Chissà che nell’inconscio collettivo dell’Oriente non vi fosse l’orrore per il funesto presentimento di ciò che l’Incarnazione sarebbe divenuta nelle mani dell’uomo! Eppure anche nell’Islam, come in tutta la storia religiosa dell’umanità, è presente, in modo ineliminabile, l’aspirazione all’incarnazione di Dio. Lo testimoniano le manifestazioni dell’arte, del rito, dell’osservanza, le pietre cadute dal cielo, i pellegrinaggi, le stesse Urì del paradiso islamico. E come altrimenti spiegare la problematica e sofferta, ma reale, attrattiva dei popoli islamici verso le forme sociali, le realizzazioni della cultura, dell’arte, della scienza, dell’umanitarismo dell’Occidente? D’altra parte non sono pochi gli occidentali che, stufi di una mistica materialistica, vanno a cercare un’esperienza religiosa puramente spirituale in Oriente.

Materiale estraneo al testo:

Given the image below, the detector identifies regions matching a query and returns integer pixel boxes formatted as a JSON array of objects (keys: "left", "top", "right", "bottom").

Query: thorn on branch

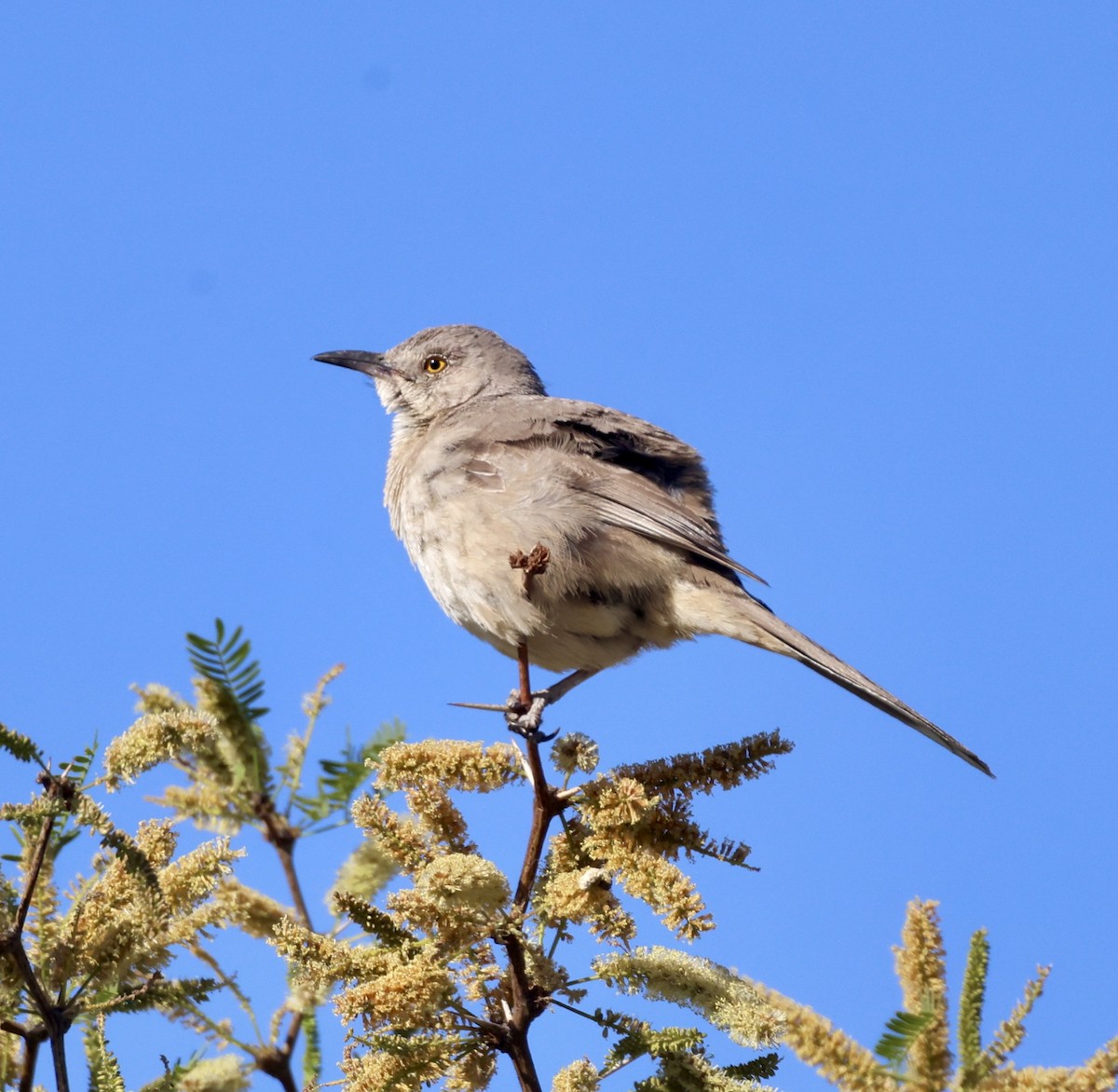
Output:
[{"left": 509, "top": 542, "right": 552, "bottom": 600}]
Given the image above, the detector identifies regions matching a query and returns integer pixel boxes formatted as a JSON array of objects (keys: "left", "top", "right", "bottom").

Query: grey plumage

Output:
[{"left": 315, "top": 326, "right": 993, "bottom": 776}]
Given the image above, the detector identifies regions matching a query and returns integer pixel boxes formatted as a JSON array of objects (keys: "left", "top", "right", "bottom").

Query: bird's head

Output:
[{"left": 314, "top": 326, "right": 546, "bottom": 425}]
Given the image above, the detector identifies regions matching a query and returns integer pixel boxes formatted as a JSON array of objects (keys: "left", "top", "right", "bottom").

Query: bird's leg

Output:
[
  {"left": 504, "top": 542, "right": 552, "bottom": 740},
  {"left": 504, "top": 640, "right": 549, "bottom": 743}
]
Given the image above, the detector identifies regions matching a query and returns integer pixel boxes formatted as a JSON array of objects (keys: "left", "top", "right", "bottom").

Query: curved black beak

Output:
[{"left": 314, "top": 348, "right": 396, "bottom": 377}]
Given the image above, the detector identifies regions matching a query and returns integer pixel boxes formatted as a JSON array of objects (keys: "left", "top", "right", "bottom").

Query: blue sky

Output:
[{"left": 0, "top": 2, "right": 1118, "bottom": 1092}]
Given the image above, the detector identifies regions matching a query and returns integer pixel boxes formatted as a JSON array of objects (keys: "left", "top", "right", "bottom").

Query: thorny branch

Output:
[
  {"left": 0, "top": 771, "right": 77, "bottom": 1092},
  {"left": 497, "top": 543, "right": 566, "bottom": 1092}
]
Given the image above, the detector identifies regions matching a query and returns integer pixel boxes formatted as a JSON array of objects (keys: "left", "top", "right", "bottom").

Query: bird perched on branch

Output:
[{"left": 314, "top": 326, "right": 990, "bottom": 773}]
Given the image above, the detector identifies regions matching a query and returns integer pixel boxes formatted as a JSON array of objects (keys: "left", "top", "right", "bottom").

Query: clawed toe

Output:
[{"left": 504, "top": 689, "right": 548, "bottom": 738}]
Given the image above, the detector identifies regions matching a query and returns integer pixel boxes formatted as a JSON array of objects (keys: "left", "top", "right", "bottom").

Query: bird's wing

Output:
[{"left": 462, "top": 396, "right": 766, "bottom": 583}]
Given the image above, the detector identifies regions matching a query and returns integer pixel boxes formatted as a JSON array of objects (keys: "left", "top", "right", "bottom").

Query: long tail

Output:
[{"left": 688, "top": 588, "right": 994, "bottom": 777}]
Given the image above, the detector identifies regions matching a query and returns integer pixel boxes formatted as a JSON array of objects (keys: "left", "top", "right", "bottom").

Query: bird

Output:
[{"left": 314, "top": 325, "right": 994, "bottom": 777}]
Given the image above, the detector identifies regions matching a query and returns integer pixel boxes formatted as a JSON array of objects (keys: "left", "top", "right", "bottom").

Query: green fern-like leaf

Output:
[
  {"left": 303, "top": 1008, "right": 322, "bottom": 1088},
  {"left": 722, "top": 1051, "right": 781, "bottom": 1081},
  {"left": 334, "top": 891, "right": 413, "bottom": 948},
  {"left": 97, "top": 978, "right": 222, "bottom": 1017},
  {"left": 84, "top": 1016, "right": 125, "bottom": 1092},
  {"left": 186, "top": 618, "right": 268, "bottom": 724},
  {"left": 62, "top": 739, "right": 97, "bottom": 785},
  {"left": 873, "top": 998, "right": 935, "bottom": 1071},
  {"left": 294, "top": 721, "right": 403, "bottom": 823},
  {"left": 0, "top": 724, "right": 47, "bottom": 768}
]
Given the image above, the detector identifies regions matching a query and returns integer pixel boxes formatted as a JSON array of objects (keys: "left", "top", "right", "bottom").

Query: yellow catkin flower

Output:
[
  {"left": 213, "top": 876, "right": 291, "bottom": 940},
  {"left": 376, "top": 740, "right": 525, "bottom": 793},
  {"left": 175, "top": 1054, "right": 251, "bottom": 1092},
  {"left": 352, "top": 796, "right": 435, "bottom": 873},
  {"left": 416, "top": 853, "right": 510, "bottom": 921},
  {"left": 593, "top": 947, "right": 784, "bottom": 1047},
  {"left": 552, "top": 1058, "right": 602, "bottom": 1092},
  {"left": 105, "top": 707, "right": 218, "bottom": 791},
  {"left": 404, "top": 782, "right": 477, "bottom": 853},
  {"left": 750, "top": 981, "right": 896, "bottom": 1092},
  {"left": 325, "top": 836, "right": 396, "bottom": 913},
  {"left": 443, "top": 1047, "right": 497, "bottom": 1092},
  {"left": 894, "top": 898, "right": 952, "bottom": 1092},
  {"left": 334, "top": 952, "right": 454, "bottom": 1031},
  {"left": 158, "top": 839, "right": 245, "bottom": 913},
  {"left": 341, "top": 1035, "right": 451, "bottom": 1092},
  {"left": 552, "top": 732, "right": 598, "bottom": 776}
]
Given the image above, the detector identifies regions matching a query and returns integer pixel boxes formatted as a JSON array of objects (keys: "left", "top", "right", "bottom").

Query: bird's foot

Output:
[{"left": 504, "top": 689, "right": 559, "bottom": 744}]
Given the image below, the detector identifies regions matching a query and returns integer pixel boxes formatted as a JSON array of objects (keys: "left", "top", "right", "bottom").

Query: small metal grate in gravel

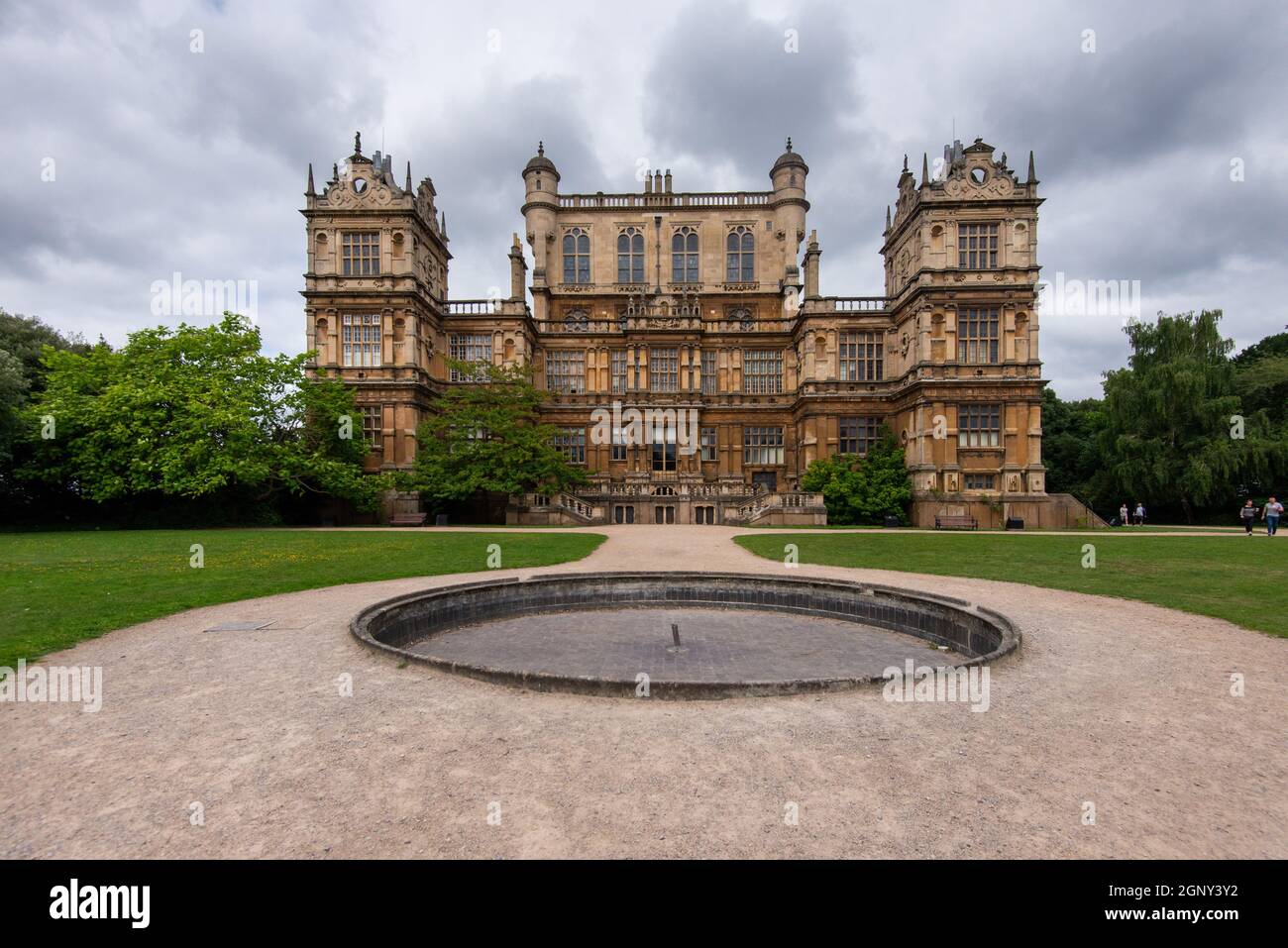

Così, nell’attuale rimescolamento di popoli, vediamo incontrarsi e scontrarsi i rampolli dell’antica eresia dello spirito e della moderna eresia della carne, nelle quali si è infranto il mistero dell’Incarnazione.

Ma se si è infranto, è forse perché le energie dello spirito e della carne potessero, se pure tra infinite tragedie, manifestare più compiutamente se stesse, per ritrovarsi, attraverso una più alta dialettica degli opposti, in una sintesi suprema, ai piedi di quella culla che è celebrata, bene o male, in tutto il mondo, quale augustissima sede della vera e intramontabile conciliazione tra lo spirito e la carne nella Persona divina e umana del Bambino Gesù.

 

[1] Pubblicato su “Il Legno Storto”, rivista online non più esistente, il 22 dicembre 2009, e successivamente nel volume La luce splende nelle tenebre, pp. 317-320.